With all the names of power that were written upon her, over and over, like bane and blessing.
“Yes,” he said softly. “They are names. Some, I might have recognized once, had they been given to me. They are the names of the dead,” he added, as her eyes widened. “But not the dead alone. Written there are also—I believe—the names of those who sleep—light and dark, law and chaos. Death magic,” he added softly, and looked at Tiamaris. “Did you not tell her?”
“It was not necessary.”
“Knowledge is power.”
“If you can guard it, yes. Otherwise, it is simply death.”
“Isn’t it just power gained
from killing?”
He laughed. “Then all power held in Elantra is death magic. No, Kaylin. It is…more than that. The names that are written, in a tongue that even I cannot read, have no power over the living. They once did. But they were uprooted. In our history, we struggled against the nature of names—they were our one weakness, our one vulnerability. What we learned in that ancient struggle we do not speak of openly, nor will you. But there are those who lost their names, and retained only the ability to invoke the power inherent in them.”
She shook her head. Felt, for a moment, that she was stuck in a magic class again. Except this one wasn’t theoretical.
“The dead ones do not know what they write upon their sacrifices,” he said softly. “They know only that it brings them power for a brief time. They are lost to us. They have the cunning and the intelligence of our kind, but they are animals. And they are free. My name,” he added, “is a binding. You can see it.
“See it. But understand that it is more—and less—than what your vision makes of it. Do not speak it.”

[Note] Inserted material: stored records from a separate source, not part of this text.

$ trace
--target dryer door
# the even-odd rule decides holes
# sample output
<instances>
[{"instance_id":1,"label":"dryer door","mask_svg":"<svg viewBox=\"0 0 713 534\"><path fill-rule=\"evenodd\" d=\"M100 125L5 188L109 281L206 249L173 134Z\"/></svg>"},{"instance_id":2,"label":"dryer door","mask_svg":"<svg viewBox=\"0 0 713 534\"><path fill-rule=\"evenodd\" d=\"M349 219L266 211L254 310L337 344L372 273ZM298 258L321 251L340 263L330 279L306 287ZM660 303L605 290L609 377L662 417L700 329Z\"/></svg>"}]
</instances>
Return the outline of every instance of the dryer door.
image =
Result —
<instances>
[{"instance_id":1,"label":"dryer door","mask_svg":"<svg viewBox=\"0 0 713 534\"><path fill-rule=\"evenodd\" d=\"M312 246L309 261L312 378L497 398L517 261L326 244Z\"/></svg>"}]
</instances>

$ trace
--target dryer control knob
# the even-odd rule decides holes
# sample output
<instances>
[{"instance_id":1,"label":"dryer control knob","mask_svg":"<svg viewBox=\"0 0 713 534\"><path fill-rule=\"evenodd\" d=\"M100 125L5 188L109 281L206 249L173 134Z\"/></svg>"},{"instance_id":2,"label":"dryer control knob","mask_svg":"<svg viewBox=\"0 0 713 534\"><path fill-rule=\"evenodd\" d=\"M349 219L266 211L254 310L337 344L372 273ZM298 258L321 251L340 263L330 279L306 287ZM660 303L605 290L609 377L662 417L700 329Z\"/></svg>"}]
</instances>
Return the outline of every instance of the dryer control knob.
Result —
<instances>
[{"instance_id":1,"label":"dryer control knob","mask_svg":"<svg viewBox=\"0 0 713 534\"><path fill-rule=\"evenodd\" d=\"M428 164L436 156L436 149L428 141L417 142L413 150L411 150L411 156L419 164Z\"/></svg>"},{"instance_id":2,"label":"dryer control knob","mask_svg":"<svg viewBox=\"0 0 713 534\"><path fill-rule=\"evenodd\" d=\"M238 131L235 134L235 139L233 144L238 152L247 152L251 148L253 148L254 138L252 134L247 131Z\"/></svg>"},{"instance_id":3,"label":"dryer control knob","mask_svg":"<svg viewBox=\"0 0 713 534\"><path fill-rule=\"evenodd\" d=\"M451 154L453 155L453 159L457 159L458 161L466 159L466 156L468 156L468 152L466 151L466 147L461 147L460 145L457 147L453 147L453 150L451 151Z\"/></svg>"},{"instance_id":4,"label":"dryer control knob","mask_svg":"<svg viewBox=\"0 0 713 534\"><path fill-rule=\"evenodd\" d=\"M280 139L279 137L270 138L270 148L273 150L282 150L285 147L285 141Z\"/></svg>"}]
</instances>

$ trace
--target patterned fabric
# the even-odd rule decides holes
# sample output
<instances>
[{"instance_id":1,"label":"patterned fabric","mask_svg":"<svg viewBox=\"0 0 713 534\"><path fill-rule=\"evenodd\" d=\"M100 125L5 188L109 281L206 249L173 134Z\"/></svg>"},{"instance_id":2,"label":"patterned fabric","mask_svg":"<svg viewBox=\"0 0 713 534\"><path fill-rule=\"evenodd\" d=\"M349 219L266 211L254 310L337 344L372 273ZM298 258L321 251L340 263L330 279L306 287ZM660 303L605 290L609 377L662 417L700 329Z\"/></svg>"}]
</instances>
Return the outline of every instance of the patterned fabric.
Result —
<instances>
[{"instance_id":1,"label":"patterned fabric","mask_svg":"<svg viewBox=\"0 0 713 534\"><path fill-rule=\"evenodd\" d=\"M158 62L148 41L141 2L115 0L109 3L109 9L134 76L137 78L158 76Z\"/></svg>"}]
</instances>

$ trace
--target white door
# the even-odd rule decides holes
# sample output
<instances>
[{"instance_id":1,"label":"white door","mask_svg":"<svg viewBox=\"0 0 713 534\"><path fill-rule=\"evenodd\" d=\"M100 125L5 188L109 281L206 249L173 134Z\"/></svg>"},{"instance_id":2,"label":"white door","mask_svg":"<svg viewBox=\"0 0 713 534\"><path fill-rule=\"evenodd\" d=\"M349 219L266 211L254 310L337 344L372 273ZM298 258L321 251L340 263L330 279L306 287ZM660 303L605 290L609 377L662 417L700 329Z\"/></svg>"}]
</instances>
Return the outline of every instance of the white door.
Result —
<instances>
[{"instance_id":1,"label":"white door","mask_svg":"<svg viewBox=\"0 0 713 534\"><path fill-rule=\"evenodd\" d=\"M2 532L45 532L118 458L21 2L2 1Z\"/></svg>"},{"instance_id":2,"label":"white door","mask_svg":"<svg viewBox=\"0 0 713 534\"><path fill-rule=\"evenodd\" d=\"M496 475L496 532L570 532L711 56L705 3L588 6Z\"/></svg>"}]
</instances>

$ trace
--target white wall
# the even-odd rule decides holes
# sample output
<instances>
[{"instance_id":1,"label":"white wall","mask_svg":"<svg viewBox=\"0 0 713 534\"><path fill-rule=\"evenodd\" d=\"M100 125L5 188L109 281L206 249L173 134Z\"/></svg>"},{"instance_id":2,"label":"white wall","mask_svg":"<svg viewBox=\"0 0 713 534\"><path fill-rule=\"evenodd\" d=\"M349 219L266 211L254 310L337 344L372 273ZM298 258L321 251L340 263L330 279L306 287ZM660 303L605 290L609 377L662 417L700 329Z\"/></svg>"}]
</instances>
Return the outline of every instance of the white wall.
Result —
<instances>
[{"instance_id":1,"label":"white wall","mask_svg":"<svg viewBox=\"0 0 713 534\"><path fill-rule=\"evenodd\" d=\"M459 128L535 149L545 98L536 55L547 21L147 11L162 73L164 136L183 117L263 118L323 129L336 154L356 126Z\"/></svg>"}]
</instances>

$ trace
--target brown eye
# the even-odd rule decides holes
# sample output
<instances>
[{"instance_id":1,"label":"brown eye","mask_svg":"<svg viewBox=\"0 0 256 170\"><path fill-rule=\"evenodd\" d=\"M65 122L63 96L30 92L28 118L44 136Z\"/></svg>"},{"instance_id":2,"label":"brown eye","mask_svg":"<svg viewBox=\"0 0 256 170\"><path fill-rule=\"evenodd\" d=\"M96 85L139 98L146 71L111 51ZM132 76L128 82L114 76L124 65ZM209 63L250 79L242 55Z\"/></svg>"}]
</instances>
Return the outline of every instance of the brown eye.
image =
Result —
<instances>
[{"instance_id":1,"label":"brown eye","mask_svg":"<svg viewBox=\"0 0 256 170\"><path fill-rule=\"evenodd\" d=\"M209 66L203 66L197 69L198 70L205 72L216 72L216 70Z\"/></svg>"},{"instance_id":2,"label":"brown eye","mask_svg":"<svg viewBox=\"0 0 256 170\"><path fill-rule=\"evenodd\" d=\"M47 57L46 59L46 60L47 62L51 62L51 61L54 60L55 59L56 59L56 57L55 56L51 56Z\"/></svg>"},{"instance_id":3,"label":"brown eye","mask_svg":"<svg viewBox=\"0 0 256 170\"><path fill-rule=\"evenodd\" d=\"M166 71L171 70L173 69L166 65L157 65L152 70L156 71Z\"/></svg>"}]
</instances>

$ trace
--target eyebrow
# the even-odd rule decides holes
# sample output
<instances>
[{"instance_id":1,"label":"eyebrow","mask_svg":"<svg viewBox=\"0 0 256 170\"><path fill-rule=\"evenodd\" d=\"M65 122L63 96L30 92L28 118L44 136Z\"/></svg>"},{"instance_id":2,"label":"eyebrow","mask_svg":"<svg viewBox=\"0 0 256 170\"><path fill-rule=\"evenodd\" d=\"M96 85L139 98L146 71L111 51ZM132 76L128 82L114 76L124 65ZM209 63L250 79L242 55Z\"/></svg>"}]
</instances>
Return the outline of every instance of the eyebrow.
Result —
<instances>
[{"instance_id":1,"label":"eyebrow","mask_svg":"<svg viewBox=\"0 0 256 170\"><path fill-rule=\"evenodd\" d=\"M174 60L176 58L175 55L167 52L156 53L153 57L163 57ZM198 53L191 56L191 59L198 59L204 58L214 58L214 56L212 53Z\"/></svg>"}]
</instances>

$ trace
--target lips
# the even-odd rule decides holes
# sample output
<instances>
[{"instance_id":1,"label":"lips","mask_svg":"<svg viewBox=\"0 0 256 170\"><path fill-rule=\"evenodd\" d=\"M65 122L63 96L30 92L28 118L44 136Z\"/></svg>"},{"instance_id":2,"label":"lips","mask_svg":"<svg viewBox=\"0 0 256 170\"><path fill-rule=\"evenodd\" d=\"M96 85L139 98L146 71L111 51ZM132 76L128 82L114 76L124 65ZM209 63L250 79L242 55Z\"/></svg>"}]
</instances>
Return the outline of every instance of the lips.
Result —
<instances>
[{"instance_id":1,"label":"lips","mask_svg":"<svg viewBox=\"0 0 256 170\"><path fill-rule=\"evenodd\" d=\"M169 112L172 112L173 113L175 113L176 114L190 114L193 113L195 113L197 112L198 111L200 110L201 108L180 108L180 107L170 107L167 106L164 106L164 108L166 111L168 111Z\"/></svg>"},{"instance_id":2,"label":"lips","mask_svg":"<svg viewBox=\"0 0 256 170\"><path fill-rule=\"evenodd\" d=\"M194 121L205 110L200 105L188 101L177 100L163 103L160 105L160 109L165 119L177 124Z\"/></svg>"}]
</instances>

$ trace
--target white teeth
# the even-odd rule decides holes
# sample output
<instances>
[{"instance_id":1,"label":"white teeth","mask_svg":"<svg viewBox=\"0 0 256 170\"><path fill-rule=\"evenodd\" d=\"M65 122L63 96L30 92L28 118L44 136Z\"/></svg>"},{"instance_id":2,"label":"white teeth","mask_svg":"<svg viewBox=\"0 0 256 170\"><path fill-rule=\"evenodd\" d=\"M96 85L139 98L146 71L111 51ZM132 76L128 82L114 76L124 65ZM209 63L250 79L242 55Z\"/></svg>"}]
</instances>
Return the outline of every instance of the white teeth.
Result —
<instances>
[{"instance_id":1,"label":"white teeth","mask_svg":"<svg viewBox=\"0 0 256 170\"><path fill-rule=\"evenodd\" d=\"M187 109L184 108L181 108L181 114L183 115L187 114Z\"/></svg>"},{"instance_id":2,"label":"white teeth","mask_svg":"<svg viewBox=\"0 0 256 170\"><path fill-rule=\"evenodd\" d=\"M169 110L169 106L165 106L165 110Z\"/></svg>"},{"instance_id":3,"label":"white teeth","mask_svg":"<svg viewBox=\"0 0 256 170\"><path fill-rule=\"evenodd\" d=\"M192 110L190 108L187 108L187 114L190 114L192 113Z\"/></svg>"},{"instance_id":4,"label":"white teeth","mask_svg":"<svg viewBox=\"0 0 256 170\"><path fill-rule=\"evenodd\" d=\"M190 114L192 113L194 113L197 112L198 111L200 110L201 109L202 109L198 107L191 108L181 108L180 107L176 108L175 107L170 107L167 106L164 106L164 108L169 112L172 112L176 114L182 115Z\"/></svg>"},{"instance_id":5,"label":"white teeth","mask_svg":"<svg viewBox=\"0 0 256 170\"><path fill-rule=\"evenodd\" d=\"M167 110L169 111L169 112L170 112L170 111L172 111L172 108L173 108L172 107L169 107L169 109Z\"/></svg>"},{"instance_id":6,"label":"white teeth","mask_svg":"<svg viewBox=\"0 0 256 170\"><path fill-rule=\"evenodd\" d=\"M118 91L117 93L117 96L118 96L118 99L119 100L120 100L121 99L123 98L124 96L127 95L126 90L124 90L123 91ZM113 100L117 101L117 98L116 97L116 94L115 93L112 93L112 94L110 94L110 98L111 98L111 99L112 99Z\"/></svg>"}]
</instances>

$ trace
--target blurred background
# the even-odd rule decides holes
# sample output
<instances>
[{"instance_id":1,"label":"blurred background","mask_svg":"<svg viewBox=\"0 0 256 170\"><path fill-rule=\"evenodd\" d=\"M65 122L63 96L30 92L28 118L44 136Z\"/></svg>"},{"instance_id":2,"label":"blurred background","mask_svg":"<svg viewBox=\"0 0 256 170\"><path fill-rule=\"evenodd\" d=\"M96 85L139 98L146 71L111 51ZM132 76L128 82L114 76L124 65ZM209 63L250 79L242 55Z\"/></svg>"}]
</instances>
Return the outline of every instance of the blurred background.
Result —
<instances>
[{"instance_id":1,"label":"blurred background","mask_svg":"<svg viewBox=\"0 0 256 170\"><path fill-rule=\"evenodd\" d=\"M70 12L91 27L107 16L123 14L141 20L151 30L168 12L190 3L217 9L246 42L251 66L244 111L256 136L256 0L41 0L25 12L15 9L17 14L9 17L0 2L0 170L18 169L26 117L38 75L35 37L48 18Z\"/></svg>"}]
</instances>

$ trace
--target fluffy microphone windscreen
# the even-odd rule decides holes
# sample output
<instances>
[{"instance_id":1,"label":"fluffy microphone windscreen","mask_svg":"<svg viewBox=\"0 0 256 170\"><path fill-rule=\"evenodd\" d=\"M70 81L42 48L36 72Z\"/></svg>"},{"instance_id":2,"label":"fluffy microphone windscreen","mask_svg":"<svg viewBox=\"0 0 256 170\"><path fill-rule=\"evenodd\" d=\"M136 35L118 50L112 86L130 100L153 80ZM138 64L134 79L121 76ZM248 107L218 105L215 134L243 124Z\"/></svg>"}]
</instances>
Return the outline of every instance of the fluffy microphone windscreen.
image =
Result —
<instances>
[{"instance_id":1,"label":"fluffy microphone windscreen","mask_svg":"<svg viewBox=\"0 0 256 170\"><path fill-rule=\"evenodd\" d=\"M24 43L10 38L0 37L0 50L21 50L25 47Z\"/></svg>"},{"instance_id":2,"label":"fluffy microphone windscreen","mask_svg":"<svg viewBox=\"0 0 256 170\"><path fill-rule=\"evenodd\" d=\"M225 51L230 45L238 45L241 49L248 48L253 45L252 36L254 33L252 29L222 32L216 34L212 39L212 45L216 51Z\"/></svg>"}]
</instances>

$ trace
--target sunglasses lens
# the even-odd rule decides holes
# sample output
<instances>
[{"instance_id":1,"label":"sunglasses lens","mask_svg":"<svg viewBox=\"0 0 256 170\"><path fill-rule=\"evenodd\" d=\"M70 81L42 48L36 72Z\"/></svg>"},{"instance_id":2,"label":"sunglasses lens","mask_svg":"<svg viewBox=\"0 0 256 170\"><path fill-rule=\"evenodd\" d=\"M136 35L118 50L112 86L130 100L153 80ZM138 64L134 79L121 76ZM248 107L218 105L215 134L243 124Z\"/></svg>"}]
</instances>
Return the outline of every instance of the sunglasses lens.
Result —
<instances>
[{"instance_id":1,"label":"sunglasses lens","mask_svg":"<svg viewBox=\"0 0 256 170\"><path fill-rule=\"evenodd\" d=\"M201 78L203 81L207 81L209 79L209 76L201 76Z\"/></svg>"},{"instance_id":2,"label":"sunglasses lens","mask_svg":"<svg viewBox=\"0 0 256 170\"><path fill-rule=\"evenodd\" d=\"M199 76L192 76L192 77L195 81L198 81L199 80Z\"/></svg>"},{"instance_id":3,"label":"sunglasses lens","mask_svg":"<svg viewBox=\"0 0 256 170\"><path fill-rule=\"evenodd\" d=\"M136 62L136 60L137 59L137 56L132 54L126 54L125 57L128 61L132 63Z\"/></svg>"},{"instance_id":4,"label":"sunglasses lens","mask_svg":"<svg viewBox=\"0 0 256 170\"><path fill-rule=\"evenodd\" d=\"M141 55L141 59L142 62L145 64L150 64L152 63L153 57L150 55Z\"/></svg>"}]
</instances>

She didn’t need to. She knew she didn’t really know who he was. But some part of her had thought she understood him, as much as she understood any Barrani who didn’t wear the Hawk. She knew, now, that she didn’t. He had given her something she couldn’t have taken by threat or force. She didn’t need to understand it; it was his name, but it was also hers.
“No one wrote these,” she told him.
“Someone did.”
“Who?”
“Say the Old Ones…perhaps it is true. Or say nothing. But time, Kaylin, will destroy you, in one way or the other. Choose.”
Choice. She bit her lip and nodded.
Extending her arms, she stepped toward the mirror and touched the closest surface with the tips of her fingers. She stared at the symbols that were part of her skin, and drew them out, not speaking, no longer trying. They danced there, trapped and aging, and she caught them.
Tiamaris spoke. She didn’t understand what he said.
But she didn’t need to.
She could see the shadows seep from her skin into the mirror, part of her, and not part of her; could see them questing and struggling across a foreign landscape, flat and cold; could see them, at last, come to rest, to spread and deepen, gathering and dousing light, until only they remained.